Düşünüyorum bir ana olarak; oğlum Manisa’da asker ve yolunu dört gözle bekliyorum. Bir de bakıyorum ki zehirlenmiş, arkadaşlarıyla hastanelere düşmüş.
Bir arkadaşı ölüyor. Diğerleriyle oğlum kışlasına dönüyor. Aklım onda. Ne yiyor, ne içiyor? Kim hazırlıyor benim oğlumun yemeklerini? Nereden geliyor yemekler? Ne koşullarda geliyor ki tüm bunlar oluyor?
Kafamda bin bir soru yağmuru devam ederken ikinci, üçüncü zehirlenmelerle çıldırıyorum. Ve dördüncü…

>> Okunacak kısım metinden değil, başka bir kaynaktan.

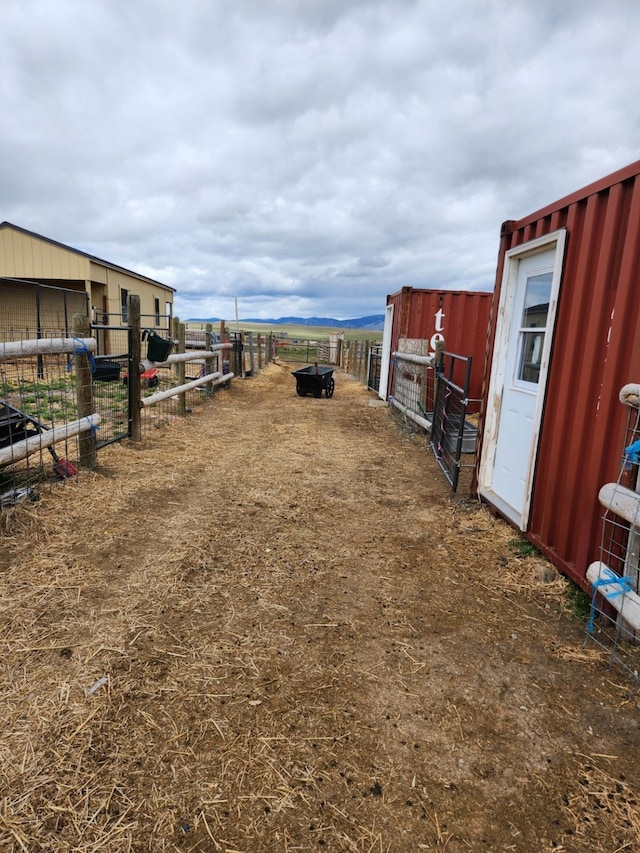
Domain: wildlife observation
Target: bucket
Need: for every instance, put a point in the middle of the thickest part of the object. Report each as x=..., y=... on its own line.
x=158, y=348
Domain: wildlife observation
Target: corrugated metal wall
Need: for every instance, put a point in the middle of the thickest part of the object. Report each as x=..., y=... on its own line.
x=460, y=317
x=596, y=350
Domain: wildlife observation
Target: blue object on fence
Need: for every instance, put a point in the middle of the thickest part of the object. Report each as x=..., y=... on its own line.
x=607, y=577
x=83, y=349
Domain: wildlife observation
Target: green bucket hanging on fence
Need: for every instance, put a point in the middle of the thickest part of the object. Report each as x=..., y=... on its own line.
x=158, y=348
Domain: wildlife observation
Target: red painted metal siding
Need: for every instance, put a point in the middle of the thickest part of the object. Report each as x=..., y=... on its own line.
x=596, y=350
x=463, y=322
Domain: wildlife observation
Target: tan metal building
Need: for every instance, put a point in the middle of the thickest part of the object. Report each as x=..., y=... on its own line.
x=28, y=256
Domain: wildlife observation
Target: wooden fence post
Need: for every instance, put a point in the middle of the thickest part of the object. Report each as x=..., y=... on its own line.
x=133, y=378
x=180, y=335
x=209, y=362
x=84, y=393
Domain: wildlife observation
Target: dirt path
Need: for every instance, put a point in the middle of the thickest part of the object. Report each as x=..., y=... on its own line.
x=309, y=645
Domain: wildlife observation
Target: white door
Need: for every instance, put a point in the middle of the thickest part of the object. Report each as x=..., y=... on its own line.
x=518, y=377
x=386, y=353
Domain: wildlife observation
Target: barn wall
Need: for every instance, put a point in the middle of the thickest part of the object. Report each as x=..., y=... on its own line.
x=596, y=350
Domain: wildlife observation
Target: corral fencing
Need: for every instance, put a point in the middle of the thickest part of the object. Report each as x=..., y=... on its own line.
x=431, y=391
x=61, y=401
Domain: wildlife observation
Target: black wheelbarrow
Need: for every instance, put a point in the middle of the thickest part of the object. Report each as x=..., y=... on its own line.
x=314, y=380
x=17, y=426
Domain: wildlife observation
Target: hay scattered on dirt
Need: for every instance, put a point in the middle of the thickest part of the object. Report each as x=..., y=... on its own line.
x=272, y=627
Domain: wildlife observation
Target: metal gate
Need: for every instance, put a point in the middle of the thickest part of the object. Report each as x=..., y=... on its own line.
x=451, y=434
x=375, y=366
x=110, y=382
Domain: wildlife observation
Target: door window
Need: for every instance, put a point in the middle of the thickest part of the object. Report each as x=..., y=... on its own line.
x=533, y=327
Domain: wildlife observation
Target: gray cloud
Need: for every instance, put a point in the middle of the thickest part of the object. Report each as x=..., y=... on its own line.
x=307, y=157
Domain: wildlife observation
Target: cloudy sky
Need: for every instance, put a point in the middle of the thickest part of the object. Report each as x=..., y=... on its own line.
x=307, y=157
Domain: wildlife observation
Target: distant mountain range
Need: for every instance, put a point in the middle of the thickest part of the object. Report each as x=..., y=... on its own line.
x=375, y=322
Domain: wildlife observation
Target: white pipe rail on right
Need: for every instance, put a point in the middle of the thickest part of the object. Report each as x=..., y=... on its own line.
x=44, y=346
x=216, y=378
x=22, y=449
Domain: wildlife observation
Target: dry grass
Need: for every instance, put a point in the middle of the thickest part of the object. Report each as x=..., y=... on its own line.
x=229, y=639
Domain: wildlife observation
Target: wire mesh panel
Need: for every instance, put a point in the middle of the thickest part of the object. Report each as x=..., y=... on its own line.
x=31, y=310
x=38, y=394
x=413, y=386
x=614, y=622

Nasıl olur? Aklım almıyor. Hani onun sevdiği bir yemeği pişirirsin de bir an odasında sanıp “Hadi gel oğlum sofraya,” diye çağıracakken kendine gelir, “Şimdi burada olsaydı da yeseydi,” diye burnunun direği sızlar ya; işte o oğlum, o tırnağının ucu kopsa yüreğimin sızladığı aslan gibi oğlum asker ocağında iki büklüm olmuş yediği yemekle. Haberleri dinliyorum. Artık ne kadar haber alabiliyorsam onlardan da.

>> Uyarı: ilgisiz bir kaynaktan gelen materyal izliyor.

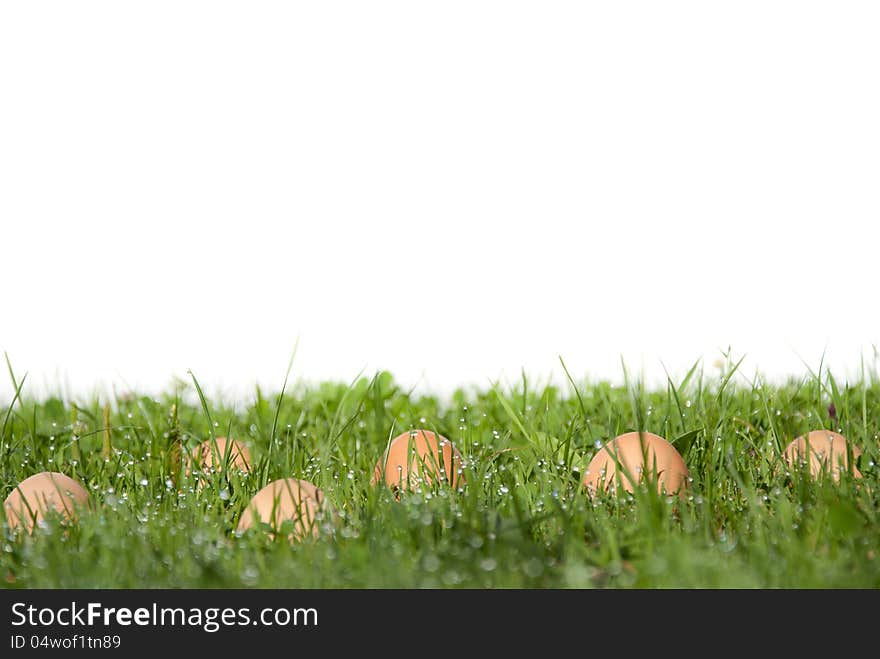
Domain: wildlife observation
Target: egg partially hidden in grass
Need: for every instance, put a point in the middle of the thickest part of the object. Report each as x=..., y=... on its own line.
x=419, y=457
x=826, y=452
x=664, y=465
x=46, y=493
x=287, y=500
x=215, y=453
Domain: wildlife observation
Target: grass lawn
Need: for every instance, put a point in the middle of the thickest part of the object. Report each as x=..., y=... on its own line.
x=522, y=518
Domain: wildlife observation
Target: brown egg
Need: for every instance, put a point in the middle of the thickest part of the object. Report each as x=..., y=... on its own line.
x=288, y=499
x=665, y=465
x=414, y=458
x=821, y=445
x=207, y=455
x=40, y=494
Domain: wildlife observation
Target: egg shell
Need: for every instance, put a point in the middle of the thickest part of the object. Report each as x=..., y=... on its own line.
x=287, y=499
x=207, y=455
x=665, y=464
x=41, y=493
x=423, y=448
x=819, y=446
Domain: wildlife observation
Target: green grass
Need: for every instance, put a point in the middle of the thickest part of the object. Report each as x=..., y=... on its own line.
x=522, y=520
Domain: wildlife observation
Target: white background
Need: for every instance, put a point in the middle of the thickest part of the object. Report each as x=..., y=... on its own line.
x=448, y=190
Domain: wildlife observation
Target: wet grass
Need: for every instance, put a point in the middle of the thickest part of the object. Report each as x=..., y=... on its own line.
x=521, y=520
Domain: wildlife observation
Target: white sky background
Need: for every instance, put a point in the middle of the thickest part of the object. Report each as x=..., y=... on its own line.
x=447, y=190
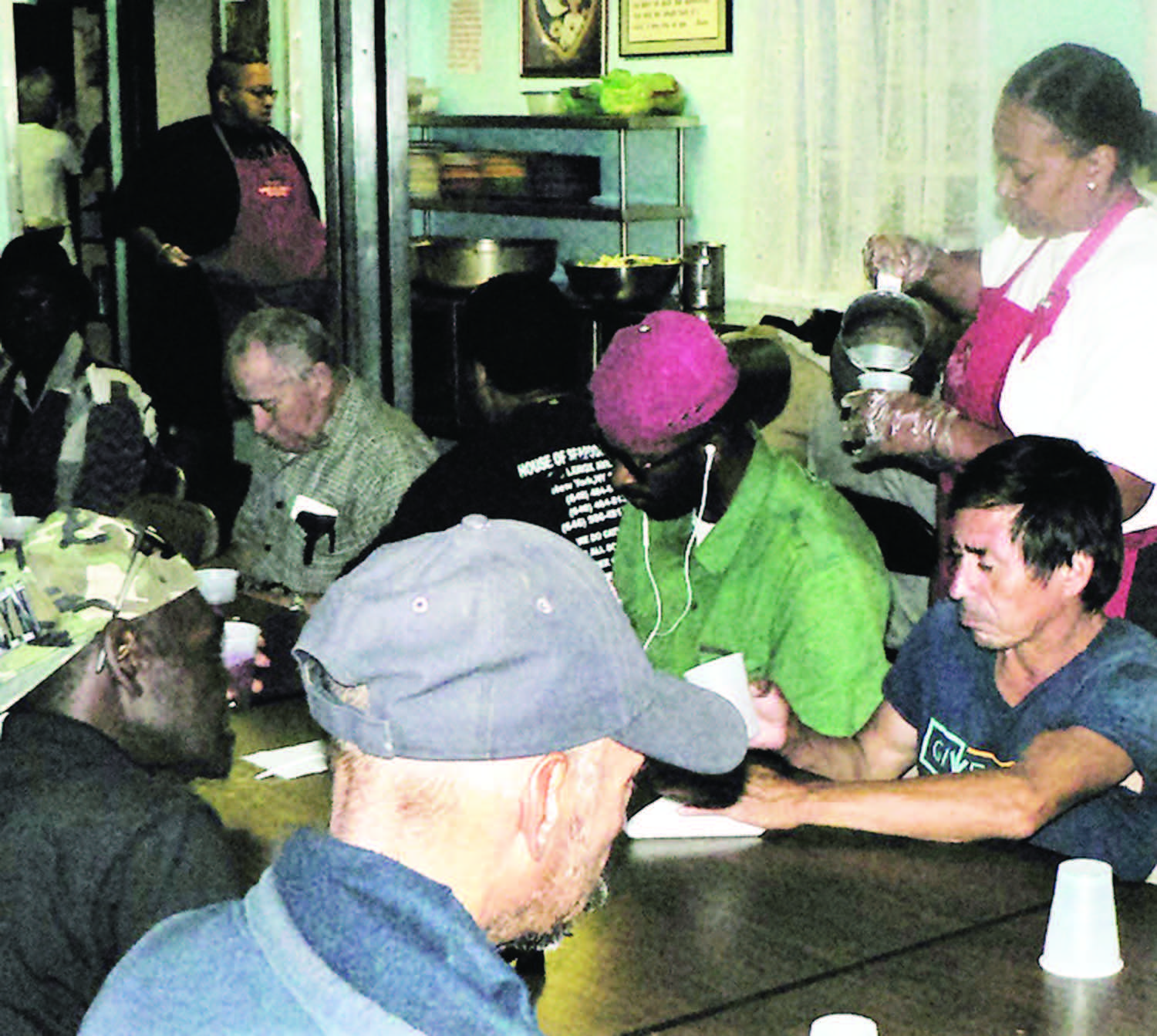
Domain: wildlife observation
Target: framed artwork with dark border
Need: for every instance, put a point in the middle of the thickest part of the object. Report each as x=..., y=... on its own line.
x=675, y=27
x=564, y=37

İşte amiyane tabirle kafayı yemek demek bu olur bir ana için. En basit iş değil mi askerin karnını doyurmak? Benim bildiğim kışlada mesleği aşçı olan askerler pişirirler yemeği. Yani karavanayı. Orduevlerinin yemeklerini nasıl askerler yapıyor, garsonları nasıl askerse öyle. Yani diyorum ki nasıl oluyor da özel kuruluşlara veriliyor bu yemek işi? Ve zehirlenen onca asker, askeri hastaneler kalktığı için halkla bir arada tedavi ediliyor. Büyük şehirlere kadar yayılmış bu kadar terör ortamı varken hem de. Ne çok asker düşmanı var bilmiyor muyuz?

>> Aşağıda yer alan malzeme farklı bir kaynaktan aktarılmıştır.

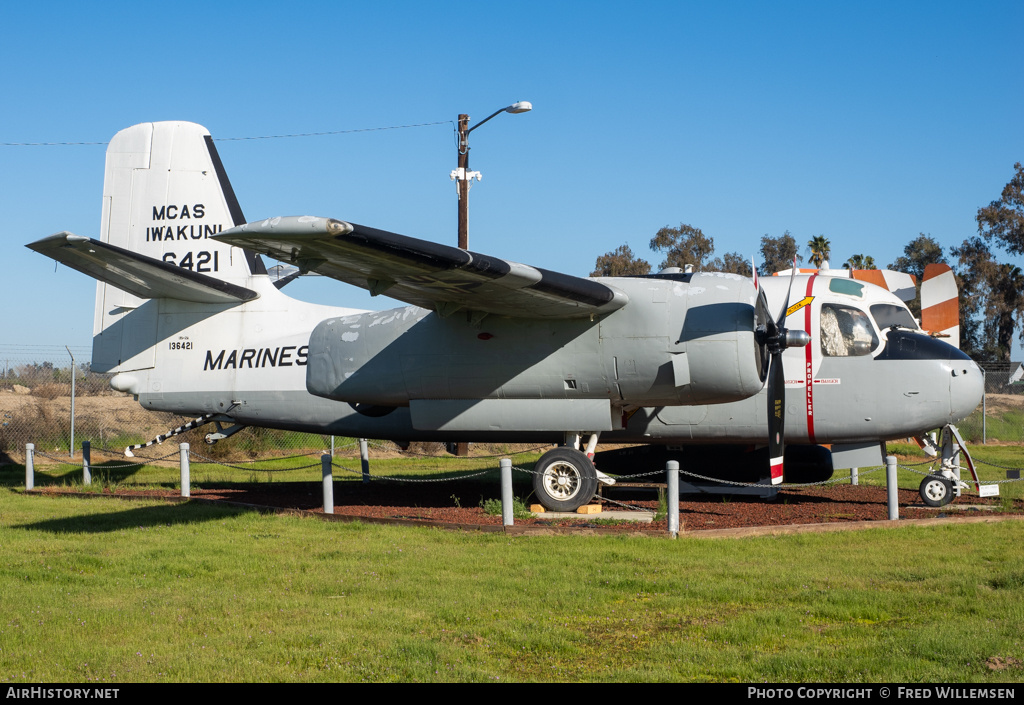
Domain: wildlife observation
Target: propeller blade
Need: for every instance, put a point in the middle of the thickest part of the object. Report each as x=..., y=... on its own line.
x=776, y=417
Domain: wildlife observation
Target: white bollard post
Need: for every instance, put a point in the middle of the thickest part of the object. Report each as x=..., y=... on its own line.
x=672, y=468
x=30, y=465
x=507, y=500
x=328, y=484
x=891, y=495
x=365, y=459
x=183, y=460
x=86, y=459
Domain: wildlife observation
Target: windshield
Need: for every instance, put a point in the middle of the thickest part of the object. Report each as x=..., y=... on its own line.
x=846, y=331
x=887, y=315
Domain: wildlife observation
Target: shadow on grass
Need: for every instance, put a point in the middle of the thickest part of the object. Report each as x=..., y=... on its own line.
x=47, y=475
x=135, y=517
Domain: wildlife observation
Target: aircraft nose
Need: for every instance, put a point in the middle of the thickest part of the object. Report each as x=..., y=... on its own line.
x=967, y=386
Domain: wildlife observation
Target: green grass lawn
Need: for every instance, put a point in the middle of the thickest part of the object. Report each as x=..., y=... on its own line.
x=107, y=590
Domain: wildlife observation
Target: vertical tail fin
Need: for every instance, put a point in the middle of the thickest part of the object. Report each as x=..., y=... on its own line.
x=165, y=194
x=940, y=303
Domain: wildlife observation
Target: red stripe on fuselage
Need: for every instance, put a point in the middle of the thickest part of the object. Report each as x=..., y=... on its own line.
x=809, y=367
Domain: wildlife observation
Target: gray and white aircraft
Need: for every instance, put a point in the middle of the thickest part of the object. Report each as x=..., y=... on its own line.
x=489, y=350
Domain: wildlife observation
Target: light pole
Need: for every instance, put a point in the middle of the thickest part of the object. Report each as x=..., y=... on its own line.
x=463, y=175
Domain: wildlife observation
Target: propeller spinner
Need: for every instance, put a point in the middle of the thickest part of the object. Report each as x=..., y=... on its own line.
x=773, y=338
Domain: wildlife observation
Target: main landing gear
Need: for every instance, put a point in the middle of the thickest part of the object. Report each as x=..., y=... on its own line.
x=564, y=478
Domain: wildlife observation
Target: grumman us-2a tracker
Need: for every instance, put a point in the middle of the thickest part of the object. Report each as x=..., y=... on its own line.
x=188, y=321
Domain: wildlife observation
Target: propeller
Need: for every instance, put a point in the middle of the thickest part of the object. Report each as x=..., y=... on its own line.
x=773, y=338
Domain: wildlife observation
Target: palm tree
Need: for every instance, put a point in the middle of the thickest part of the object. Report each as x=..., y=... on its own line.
x=859, y=261
x=819, y=247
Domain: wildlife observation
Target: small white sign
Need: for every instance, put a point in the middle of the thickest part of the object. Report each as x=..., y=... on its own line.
x=988, y=490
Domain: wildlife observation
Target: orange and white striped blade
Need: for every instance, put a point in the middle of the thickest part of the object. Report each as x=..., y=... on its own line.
x=939, y=304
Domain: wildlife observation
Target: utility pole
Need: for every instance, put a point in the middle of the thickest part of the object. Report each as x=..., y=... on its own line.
x=462, y=175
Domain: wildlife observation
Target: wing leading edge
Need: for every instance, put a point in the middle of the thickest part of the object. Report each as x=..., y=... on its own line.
x=424, y=274
x=137, y=274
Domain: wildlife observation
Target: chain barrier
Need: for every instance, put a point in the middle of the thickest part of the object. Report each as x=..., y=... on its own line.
x=413, y=480
x=104, y=466
x=202, y=458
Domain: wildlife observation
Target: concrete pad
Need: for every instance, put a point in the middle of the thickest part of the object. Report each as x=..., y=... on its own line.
x=619, y=515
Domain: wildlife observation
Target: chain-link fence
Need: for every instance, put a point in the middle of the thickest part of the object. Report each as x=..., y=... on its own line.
x=1000, y=416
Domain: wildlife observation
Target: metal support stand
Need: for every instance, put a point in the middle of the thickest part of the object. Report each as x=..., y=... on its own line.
x=891, y=494
x=86, y=459
x=672, y=468
x=365, y=459
x=183, y=461
x=328, y=484
x=507, y=500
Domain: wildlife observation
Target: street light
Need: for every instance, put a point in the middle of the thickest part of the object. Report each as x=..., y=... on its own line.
x=463, y=175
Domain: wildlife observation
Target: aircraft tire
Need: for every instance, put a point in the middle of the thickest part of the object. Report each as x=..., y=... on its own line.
x=936, y=491
x=564, y=480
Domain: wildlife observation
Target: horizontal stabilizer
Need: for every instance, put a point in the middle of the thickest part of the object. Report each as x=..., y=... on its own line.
x=136, y=274
x=424, y=274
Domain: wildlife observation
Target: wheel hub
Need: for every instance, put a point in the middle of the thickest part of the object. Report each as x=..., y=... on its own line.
x=561, y=481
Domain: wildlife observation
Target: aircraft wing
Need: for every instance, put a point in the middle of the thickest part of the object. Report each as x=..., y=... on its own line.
x=136, y=274
x=424, y=274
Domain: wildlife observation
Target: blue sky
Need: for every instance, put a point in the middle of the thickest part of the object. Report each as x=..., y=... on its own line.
x=864, y=122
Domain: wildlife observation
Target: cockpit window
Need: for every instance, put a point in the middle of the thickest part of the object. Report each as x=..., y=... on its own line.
x=888, y=315
x=846, y=331
x=846, y=286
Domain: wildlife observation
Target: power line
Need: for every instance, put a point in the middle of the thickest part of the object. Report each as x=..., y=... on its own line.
x=264, y=136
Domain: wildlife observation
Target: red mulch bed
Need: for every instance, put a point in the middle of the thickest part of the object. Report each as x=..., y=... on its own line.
x=435, y=503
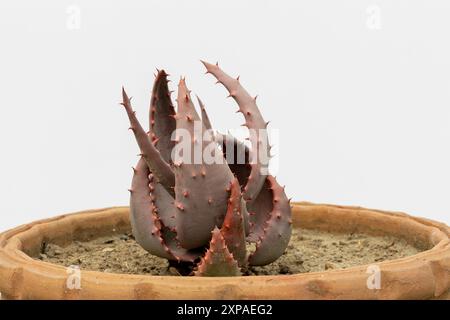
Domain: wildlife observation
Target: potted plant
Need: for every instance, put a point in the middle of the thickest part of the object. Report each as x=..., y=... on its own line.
x=201, y=214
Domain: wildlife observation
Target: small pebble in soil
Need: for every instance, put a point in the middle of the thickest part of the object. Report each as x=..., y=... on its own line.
x=308, y=251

Hadi ben bir köşe yazarı olarak onu yazmayayım, bunu yazmayayım. Ama bir ana olarak, bir oğul böyle sudan sebeplerle asker ocağında bu hale gelirse susabilir miyim? Elimde MP-5 silahıyla poz verip kafa tutmuyorum burada ben. Sadece soruyorum. Gerçekler çıksın ortaya. Mehmetçik anaları da zaten terör yüzünden diken üstünde otururken bir de en doğal gereksinim olan beslenme yüzünden huzursuz olmasınlar bundan sonra.
Ve askerlerin şikayetleri ne kulak verilsin. Zorla yemek yedirilmeler, olmazsa şiddet. Duyduk bunları canlı canlı ağızlarından askerlerin. Bizim rahat rahat uyumamız için silah altına alınan evlatlarımızın görevlerini yaparken huzurlu olmaları gerekmiyor mu? Niye salmonella gibi bir bakteriyle mücadele etsinler?
Asker ocağına saygımdan terhis olmadan oğlumla ilgili hiçbir fotoğrafı paylaşmayan ben, bir de bakıyorum ki Mehmetçik ellerinde serumlarla, kiminin üstü çıplak sedyelerde, hastane koridorlarında, bahçelerinde bitkin vaziyette. Dost var düşman var. Niye öyle görünsünler, niye o fotoğraflar servis edilsin dünyaya? Tabii ki gerçeklerin üstü örtülmemeli, her şeyden haberi olmalı halkın ama asker de bu duruma hiçbir zaman düşürülmemeli.
Hem de dördüncü kez…
Çocuklarımız sağlıklı değil şu anda, onlarla ilgili aldığımız haberler de…
Olanlardan ders çıkarıp bir daha olmaması için gerekli önlemlerin titizlikle alınması şart.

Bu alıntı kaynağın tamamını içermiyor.